Day the Mules Went Crazy
by Jim Foreman
BOYS AND FIRES GO TOGETHER LIKE BOYS AND FIRES
There is the old joke about the boy who didn't know the difference between incest and pyromania, so he set fire to his sister. I'm sure that this is very close to the truth because as I was growing up, I had far more experience with fire than I ever did with incest; most likely because I didn't have a sister.
They say that man discovered fire at least half a million years ago which I am sure is probably true as far as the time, however I would bet that it was a boy and not a man who discovered it. Left to their own devices, in addition to the usual things like cigarette lighters, matches and the tried and true Boy Scout method of rubbing two sticks together; boys have been known to kindle fires with magnifying glasses, chemicals, wires heated with flashlight batteries, pieces of flint, grinding wheels, compressed air, and hitting toy pistol caps with a hammer. In fact, I'd bet that it was a boy who was the first person to pile up oily rags and cause spontaneous combustion.
In addition to the usual contents of their pockets, like marbles, nails, paper clips, string, washers, bottle caps and an occasional dead toad, the two things which one could always depend on a boy having was matches and a pocket knife. As we grew older, the pocket knife stayed but we progressed from matches to cigarette lighters, even though we didn't smoke. It seemed that at a certain age, whether he smoked or not, every boy had to have a cigarette lighter and anyone without one was considered to be socially disadvantaged.
World War Two and my cigarette lighter years came along at about the same time and while all service men carried genuine Zippo lighters, engraved with an emblem of their branch of service, we boys had to do with what we could find. Along with the war came a flood of empty .50 Caliber Machine Gun shells so quiet logically, the next step was for people to make cigarette lighters out of them. The lighter was fitted into the shell with a fake bullet to cover it. To use the lighter, you removed the cap and thumbed the little spark wheel to make it light. When you were done with it, you blew it out and put it back the bullet cover back on to keep the lighter fluid from evaporating.
As was the custom each Saturday, my cousin and I caught the bus to Borger to see the movies. While we were waiting for the movies to open, we stopped by the drug store across the street for a root beer float. We had no more than stepped through the door when I noticed the display of machine gun bullet lighters in between the boxes of cigars and machines to make roll-your-own cigarettes. They were beautiful things, a full six inches of polished brass topped with a buffed aluminum bullet. To any normal person, they would have been far too big to carry around in a pocket. But to a wide-eyed boy, they were the ultimate in utility, the pinnacle of pulchritude, the answer to our fondest desires. We just had to have one. By pooling our money and doing without both the root beer floats and lunch, we had just enough money to buy one of those beautiful lighters, a can of Energene lighter fluid and still have enough left over to get into the movie.

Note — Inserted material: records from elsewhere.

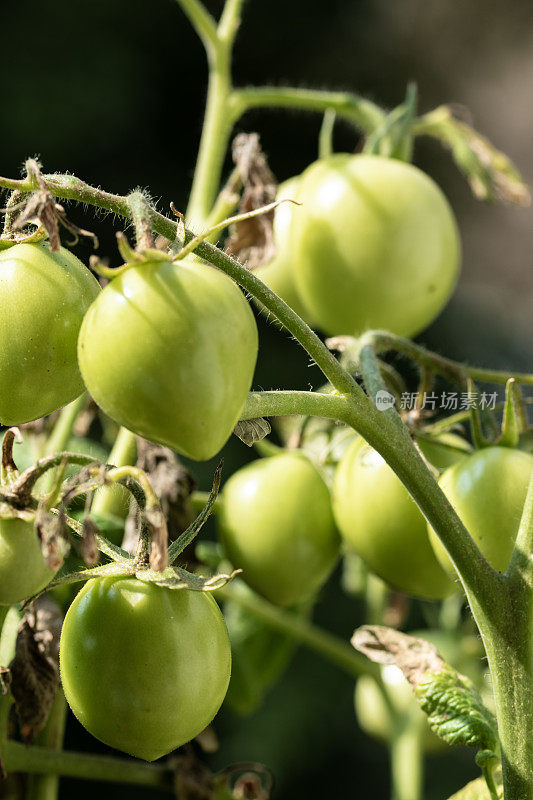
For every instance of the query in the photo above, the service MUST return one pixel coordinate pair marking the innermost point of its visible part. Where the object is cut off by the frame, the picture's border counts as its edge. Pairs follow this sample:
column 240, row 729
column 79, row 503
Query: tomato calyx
column 153, row 562
column 41, row 209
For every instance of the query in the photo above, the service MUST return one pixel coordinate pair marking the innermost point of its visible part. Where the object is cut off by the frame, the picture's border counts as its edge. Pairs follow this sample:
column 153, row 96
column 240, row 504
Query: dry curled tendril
column 41, row 209
column 154, row 560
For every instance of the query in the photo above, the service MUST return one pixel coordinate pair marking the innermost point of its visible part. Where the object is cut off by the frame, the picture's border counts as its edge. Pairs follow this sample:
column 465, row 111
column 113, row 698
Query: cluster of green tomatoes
column 168, row 349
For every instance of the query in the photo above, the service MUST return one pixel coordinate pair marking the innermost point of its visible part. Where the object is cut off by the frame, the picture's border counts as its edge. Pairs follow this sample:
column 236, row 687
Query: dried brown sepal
column 415, row 657
column 159, row 547
column 192, row 779
column 89, row 546
column 252, row 240
column 171, row 481
column 35, row 667
column 41, row 209
column 52, row 531
column 249, row 781
column 11, row 436
column 5, row 680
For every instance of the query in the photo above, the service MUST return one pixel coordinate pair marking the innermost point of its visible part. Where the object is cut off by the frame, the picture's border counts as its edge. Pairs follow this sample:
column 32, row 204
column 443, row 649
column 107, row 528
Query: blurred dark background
column 114, row 92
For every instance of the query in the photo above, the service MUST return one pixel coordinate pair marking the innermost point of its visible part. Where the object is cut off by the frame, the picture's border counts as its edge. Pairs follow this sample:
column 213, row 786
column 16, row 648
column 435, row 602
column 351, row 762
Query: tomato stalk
column 218, row 122
column 407, row 758
column 17, row 757
column 326, row 644
column 46, row 787
column 509, row 653
column 122, row 453
column 383, row 341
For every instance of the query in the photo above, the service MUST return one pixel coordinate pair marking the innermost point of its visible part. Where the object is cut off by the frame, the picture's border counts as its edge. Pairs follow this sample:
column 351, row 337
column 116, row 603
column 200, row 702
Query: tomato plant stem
column 46, row 787
column 60, row 436
column 107, row 499
column 353, row 107
column 335, row 650
column 218, row 121
column 17, row 757
column 407, row 760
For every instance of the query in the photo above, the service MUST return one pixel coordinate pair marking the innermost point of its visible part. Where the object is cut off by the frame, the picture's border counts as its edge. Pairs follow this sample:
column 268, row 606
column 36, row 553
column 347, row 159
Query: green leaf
column 455, row 709
column 260, row 656
column 451, row 701
column 477, row 790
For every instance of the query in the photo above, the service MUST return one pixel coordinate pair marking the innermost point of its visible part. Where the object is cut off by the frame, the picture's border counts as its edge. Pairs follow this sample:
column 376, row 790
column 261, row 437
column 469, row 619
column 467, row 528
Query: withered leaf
column 252, row 240
column 415, row 657
column 52, row 531
column 171, row 482
column 35, row 667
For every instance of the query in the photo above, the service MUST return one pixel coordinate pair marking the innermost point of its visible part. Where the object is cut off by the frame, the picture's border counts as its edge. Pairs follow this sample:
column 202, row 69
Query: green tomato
column 43, row 298
column 260, row 655
column 374, row 245
column 168, row 350
column 488, row 490
column 277, row 526
column 374, row 714
column 23, row 570
column 278, row 273
column 144, row 668
column 380, row 521
column 444, row 450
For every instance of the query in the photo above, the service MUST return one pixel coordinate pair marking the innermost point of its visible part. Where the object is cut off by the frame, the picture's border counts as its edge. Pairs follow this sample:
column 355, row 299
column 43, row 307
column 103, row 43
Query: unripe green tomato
column 144, row 668
column 278, row 273
column 374, row 245
column 488, row 491
column 23, row 570
column 373, row 714
column 168, row 350
column 380, row 521
column 444, row 450
column 43, row 298
column 277, row 525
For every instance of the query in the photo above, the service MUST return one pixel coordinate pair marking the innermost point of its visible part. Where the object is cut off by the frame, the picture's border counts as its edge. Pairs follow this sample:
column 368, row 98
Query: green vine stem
column 218, row 122
column 46, row 787
column 361, row 112
column 61, row 434
column 407, row 759
column 17, row 757
column 489, row 592
column 335, row 650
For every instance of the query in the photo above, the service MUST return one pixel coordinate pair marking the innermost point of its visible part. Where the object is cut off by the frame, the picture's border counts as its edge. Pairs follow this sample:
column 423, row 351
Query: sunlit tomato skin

I carried the can of Energene fluid in my pocket and my cousin carried the lighter in his. We knew that if an usher saw what we had, he would certainly confiscate it. As soon as the lights were out, we had the lighter out to look at it as best we could in the dark. Naturally, the first thing to do was fill it with fluid. My cousin held the lighter upright and I squeezed the can to soak the cotton stuffing with fluid. A .50 caliber shell is so large that it took almost a whole can of Energene to fill it. The only way we could tell in the darkness that it was full was when the fluid ran all over my cousin's hands.
Now, when a boy has a lighter, there's only thing to do with it, and we all know what that is. My cousin thumbed the little wheel, silver sparks shot out, the wick flared and so did his Energene-soaked hands. He let out a yell, dropped the lighter between the seats and dashed for the rest room to put the fire out. The lighter started rolling under the seats toward the front of the theater with its flames getting bigger all the time. People were jumping out of the way as I ran along beside the errant lighter, trying to step on it each time it passed between one row of seats and the next.
The projectionist saw the flames, shut down the projector and turned up the house lights. Two ushers came running, followed closely by the manager, the lady who sold tickets and two girls from the popcorn stand. As the lighter rolled from under the last row of seats, one of the ushers captured it with a mop and the other dumped a bucket of dirty water on it.
By the time that the manager had finally figured out that it was only a cigarette lighter and not a dangerous shell of some sort about to explode, the fire department and three policemen had arrived. My cousin had doused his flaming hands by sticking them into a toilet and the only visible damages were badly singed eyebrows.
The manager grabbed me and my cousin by the collars and bounced us all the way up the aisle and out the front door, all the time yelling something about what he would do to us if we ever came back into his place again. Not only did we not get to see the movie, we didn't even get our lighter back.